The Act takes aim at the key shareholder proposal eligibility provisions. The bill would require the SEC to eliminate the alternative US$2,000 ownership threshold and “require the shareholder to hold” at least one per cent of the subject company’s shares. Accordingly, it does not appear to permit aggregation of shares by multiple shareholders to reach this threshold. The bill would also require the SEC to increase the holding period requirement from one year to three years and to increase the minimum shareholder support threshold for resubmissions within a five-year window from the current three per cent (for the first resubmission), six per cent(for the next resubmission) and ten per cent (for any subsequent resubmissions) to 6 per cent, 15 per cent and 30 per cent, respectively.
Lastly, the bill would abolish proposals from non-shareholders completely.
In its current form, the bill would make it harder for shareholders to submit Rule 14a-8 proposals. However, like the other elements of the bill, the shareholder proposal reform provisions may look very different if and when implemented.
DOL’s transition period for the new fiduciary rule went into effect on June 9, 2017
On June 9, 2017, the Department of Labor’s (DOL) new rule defining who is a fiduciary under ERISA (Fiduciary Rule) and related prohibited transaction exemptions (PTEs) went into effect and compliance with the Fiduciary Rule and the related PTEs is required after June 9, 2017. A transition period will run from June 9, 2017 to January 1, 2018 (Transition Period), during which the exemptions from the Fiduciary Rule will be available and only compliance with the “Impartial Conduct Standards” condition of those exemptions will be required. Compliance with the remaining conditions of the Best Interest Contract Exemption (BIC Exemption) and with the PTEs (including amendments to Prohibited Transaction Exemption 84-24 (PTE 84-24), which applies to payment of sales commissions in connection with a plan’s purchase of insurance and annuity contracts) will not be required until January 1, 2018.
The Impartial Conduct Standards generally require that a fiduciary: provides advice in retirement investors’ best interest (i.e. advice that is prudent and loyal); charge no more than reasonable compensation; and avoid misleading statements.
During the Transition Period
- Certain disclosures need not be provided, including (among others): acknowledgment of fiduciary status; written commitment to adhere to the Impartial Conduct Standards; and compliance with the recordkeeping requirements of the exemptions.
- Fiduciaries may rely on the BIC Exemption by complying with the Impartial Conduct Standards.

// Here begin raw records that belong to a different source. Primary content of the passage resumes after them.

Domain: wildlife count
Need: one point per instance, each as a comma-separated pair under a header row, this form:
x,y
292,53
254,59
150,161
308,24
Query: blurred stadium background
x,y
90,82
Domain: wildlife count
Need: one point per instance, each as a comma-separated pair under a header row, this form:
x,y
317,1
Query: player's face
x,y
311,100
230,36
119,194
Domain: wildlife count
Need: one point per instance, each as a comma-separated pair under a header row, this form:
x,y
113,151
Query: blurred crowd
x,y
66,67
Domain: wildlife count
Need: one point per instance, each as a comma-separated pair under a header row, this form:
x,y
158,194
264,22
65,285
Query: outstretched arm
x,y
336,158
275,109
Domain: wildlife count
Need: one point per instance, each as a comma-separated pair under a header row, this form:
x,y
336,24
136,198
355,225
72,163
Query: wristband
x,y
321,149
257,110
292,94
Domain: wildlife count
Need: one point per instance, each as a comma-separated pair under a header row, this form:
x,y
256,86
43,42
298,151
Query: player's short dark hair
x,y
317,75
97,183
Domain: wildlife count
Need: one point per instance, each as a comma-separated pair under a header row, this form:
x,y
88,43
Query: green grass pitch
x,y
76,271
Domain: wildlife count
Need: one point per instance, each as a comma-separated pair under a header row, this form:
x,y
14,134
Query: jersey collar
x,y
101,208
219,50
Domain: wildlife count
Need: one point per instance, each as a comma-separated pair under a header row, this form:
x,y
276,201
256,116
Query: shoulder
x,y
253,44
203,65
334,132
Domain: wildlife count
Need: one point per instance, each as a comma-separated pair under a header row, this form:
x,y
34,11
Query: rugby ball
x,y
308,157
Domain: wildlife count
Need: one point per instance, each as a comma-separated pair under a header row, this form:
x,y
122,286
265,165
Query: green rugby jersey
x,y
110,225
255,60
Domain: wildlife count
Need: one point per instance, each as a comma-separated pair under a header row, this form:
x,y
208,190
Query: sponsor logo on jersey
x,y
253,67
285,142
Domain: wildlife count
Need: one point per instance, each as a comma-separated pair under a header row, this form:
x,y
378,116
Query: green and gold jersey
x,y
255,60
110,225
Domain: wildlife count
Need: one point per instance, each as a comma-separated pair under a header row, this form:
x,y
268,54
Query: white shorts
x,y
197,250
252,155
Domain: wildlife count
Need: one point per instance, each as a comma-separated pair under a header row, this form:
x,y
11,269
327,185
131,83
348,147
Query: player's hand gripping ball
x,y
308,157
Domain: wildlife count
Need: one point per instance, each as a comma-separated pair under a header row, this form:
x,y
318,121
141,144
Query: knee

- Parties receiving compensation in connection with annuity recommendations can rely on the broad transition exemption in the BIC Exemption or they can continue to rely on PTE 84-24, which has historically applied to all annuity products.
During the Transition Period the DOL will continue to review, and may revise significant parts of, the fiduciary regulation and the related exemptions before the January 1, 2018 full-compliance date. This regulatory situation is fluid and uncertain and, while it seems possible that the detailed written and procedural aspects of the BIC Exemption will be scaled back, perhaps substantially, it also remains possible that compliance with all of the remaining conditions of the exemptions could be required as of January 1, 2018.
SEC Chairman Clayton announced that the SEC will undertake analyses of the Fiduciary Rule in an effort to develop a securities law definition of fiduciary.